As we saw above when we have a large dataset and when the column for which we want to calculate the median has a high number of distinct values none of the measures performs well.
So the solution that I propose is to calculate an approximate median by reducing the number of distinct values. Of course, by reducing the number of distinct values we will pay a price we will lose some accuracy, the median will remain very close to what the real median is.
How do we reduce the number of distinct values of the median column?
First and easiest approach:
If the median column is a decimal number, we will simply reduce the number of decimals in that case, we will lose a very little accuracy, however, if after that the cardinality is still too large we can use the second approach.
If the median column is a whole number we will divide by 10 or more the median column until we reach a small enough number of distinct values, we will then compute the median and multiply it back with the denominator.
Let’s see how it works:
We have a dataset of 500M rows and the column for which we want to compute the median has 27,372 distinct values, we already know that none of the two measures will work well since the number of rows is too high for the bulti-in median and the cardinality of the median column is too high for the optimized median measure.
We have to reduce the number of unique values of the median column, so we divide the median column by 10 and we make sure to round the result to the nearest integer.
(If you need to implement such a solution I would advise applying this transformation in the ETL part and not in a DAX calculated column.)
Now we have 5,728 unique values which is good enough for running the optimized median measure.
We can now compute the approximate median which is based on the Median Column /10, the result of the approximate median is 1,191 which we then multiply back by 10 which returns 11,910.
As we can see by dividing the column by 10 we’re losing very little accuracy and in most scenarios having an approximate median will be more than enough.
At maximum in this specific scenario, I can miss the real median by 5 units which represents only 0.018%.
If we have a higher cardinality let’s say 10 million we will need to divide the median column by 1,000 which means that we can miss the real median by 500 units at most, but 500 over 1,000,000 is only 0.05% so still quite accurate.
As we saw the Optimized median measure in Dax can be 1,000 times faster than the built-in function but can also becomes very slow when the cardinality of the median column is too large. When it is the case we can use the approximate median but we will lose up to 0.05% of accuracy which should be acceptable
As for the cardinality of the median column I found that the ideal threshold is at around 10,000, this might vary for you if you have a bigger server, I ran the benchmark on ma personal machine which has 64GB or ram and 16 logical cores.
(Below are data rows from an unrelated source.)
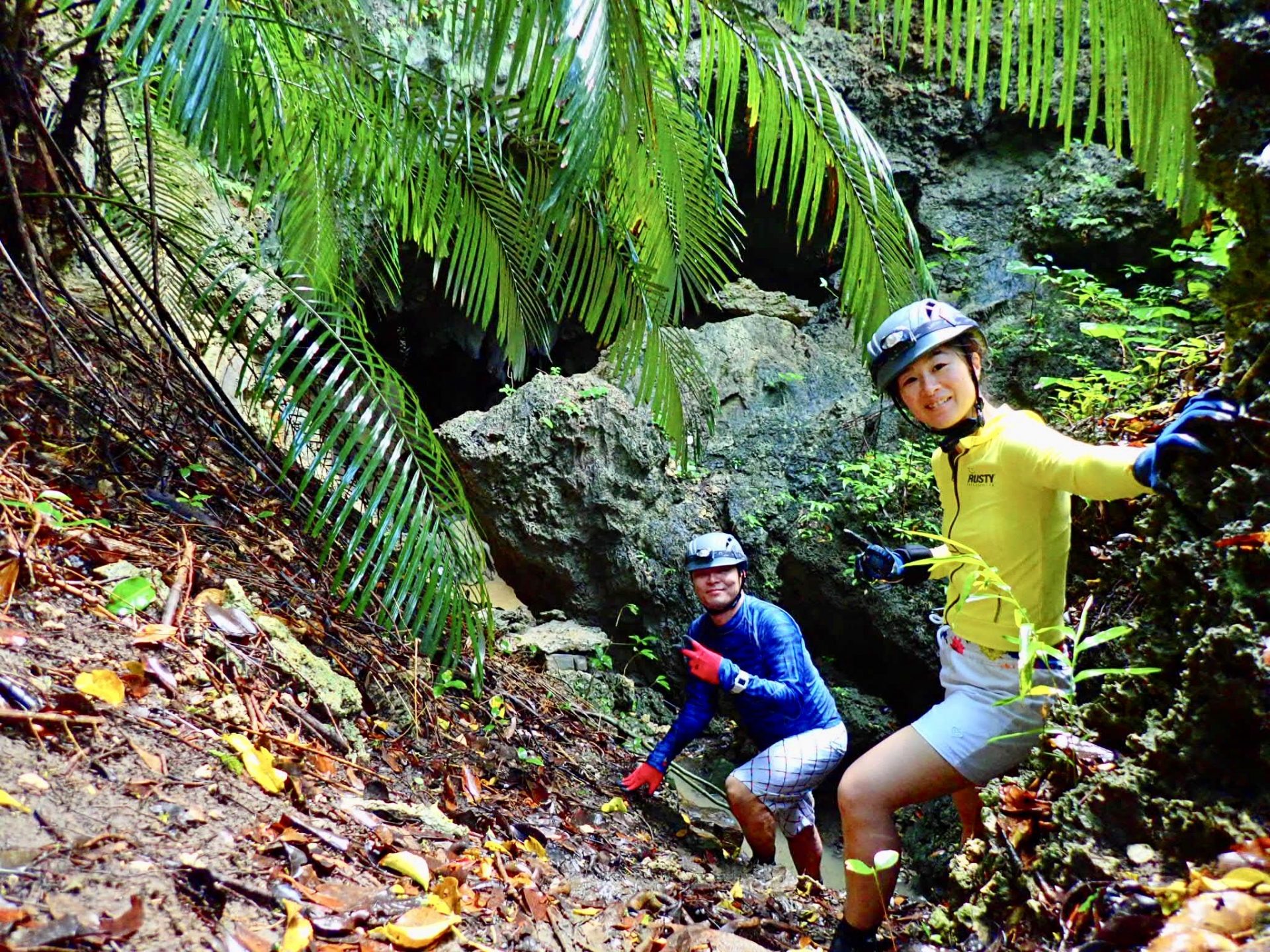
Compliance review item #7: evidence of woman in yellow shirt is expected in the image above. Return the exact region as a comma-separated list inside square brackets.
[831, 299, 1238, 952]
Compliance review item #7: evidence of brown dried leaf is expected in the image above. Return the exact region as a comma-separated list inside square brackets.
[464, 764, 480, 803]
[102, 896, 145, 941]
[0, 557, 21, 602]
[128, 738, 167, 777]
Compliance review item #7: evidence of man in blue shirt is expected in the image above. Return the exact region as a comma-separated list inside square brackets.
[622, 532, 847, 880]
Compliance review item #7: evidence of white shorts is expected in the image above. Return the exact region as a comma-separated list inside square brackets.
[732, 722, 847, 836]
[913, 625, 1072, 785]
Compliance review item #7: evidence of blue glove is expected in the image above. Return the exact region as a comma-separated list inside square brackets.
[1133, 389, 1240, 490]
[856, 546, 932, 581]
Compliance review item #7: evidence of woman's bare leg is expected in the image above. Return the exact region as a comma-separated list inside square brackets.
[952, 787, 988, 843]
[838, 726, 973, 929]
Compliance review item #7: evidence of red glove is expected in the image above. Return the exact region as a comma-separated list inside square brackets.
[622, 764, 665, 793]
[679, 639, 722, 684]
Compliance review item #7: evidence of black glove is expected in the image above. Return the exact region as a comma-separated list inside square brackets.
[856, 546, 933, 585]
[1133, 389, 1240, 490]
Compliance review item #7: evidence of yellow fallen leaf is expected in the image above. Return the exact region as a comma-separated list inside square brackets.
[368, 905, 460, 948]
[523, 836, 548, 859]
[278, 898, 314, 952]
[221, 734, 287, 793]
[0, 789, 30, 814]
[1219, 865, 1270, 890]
[423, 876, 461, 912]
[75, 668, 123, 705]
[380, 853, 432, 889]
[132, 625, 177, 645]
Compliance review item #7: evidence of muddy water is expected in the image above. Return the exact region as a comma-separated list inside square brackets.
[669, 758, 846, 890]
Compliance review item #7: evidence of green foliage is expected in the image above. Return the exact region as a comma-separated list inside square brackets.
[779, 0, 1208, 223]
[1008, 226, 1236, 424]
[833, 440, 937, 534]
[935, 229, 978, 264]
[19, 0, 931, 680]
[432, 668, 468, 697]
[910, 532, 1160, 721]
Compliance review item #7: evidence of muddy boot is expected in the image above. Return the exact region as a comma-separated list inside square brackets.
[829, 919, 890, 952]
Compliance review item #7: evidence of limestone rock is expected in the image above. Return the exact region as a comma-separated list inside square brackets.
[511, 621, 609, 655]
[715, 278, 816, 327]
[263, 614, 362, 719]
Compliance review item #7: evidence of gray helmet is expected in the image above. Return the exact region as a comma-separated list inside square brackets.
[867, 298, 988, 391]
[683, 532, 749, 573]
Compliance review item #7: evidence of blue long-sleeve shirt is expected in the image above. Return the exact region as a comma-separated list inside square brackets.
[648, 594, 842, 773]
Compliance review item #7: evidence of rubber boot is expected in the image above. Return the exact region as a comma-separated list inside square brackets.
[829, 919, 882, 952]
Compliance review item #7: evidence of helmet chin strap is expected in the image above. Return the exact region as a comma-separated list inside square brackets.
[933, 354, 983, 454]
[706, 573, 748, 618]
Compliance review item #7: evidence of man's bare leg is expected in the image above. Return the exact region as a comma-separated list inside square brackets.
[724, 777, 776, 863]
[787, 824, 824, 880]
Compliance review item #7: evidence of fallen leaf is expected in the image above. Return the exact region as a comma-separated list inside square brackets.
[278, 898, 314, 952]
[75, 668, 124, 705]
[367, 905, 460, 948]
[203, 604, 259, 637]
[128, 738, 167, 775]
[428, 876, 461, 912]
[221, 734, 287, 793]
[18, 773, 50, 793]
[132, 625, 177, 647]
[464, 764, 480, 803]
[380, 853, 432, 889]
[105, 573, 159, 615]
[0, 788, 30, 814]
[102, 896, 145, 941]
[0, 628, 26, 647]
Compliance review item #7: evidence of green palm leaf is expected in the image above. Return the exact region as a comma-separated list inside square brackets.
[783, 0, 1206, 222]
[700, 0, 933, 340]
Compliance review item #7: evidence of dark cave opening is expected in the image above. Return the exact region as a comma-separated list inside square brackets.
[364, 245, 599, 426]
Except the limitation on the median column cardinality the optimized median measure can run on very large dataset I ran it on dataset with more than 5 billion of rows and it was still returning the median in less than a second.
Here are some figures, as we can see for 2.5B rows it does not event take half a second to run.
This was quite a long post for just a simple median measure, but I did not want to throw the Dax code without providing any context and details. Any measure optimization requires a good understanding of the context and how the measure is going to be used by the users. So this is why I wanted to highlight all the pros and cons of using the optimized median measure.
For most scenarios this measure will work amazingly I believe and I’m pretty sure it can still be tweaked a little to make it even faster or more customizable but at this point I’m really happy with the performance thanks to the way Vertipaq compress and quickly precalculate things.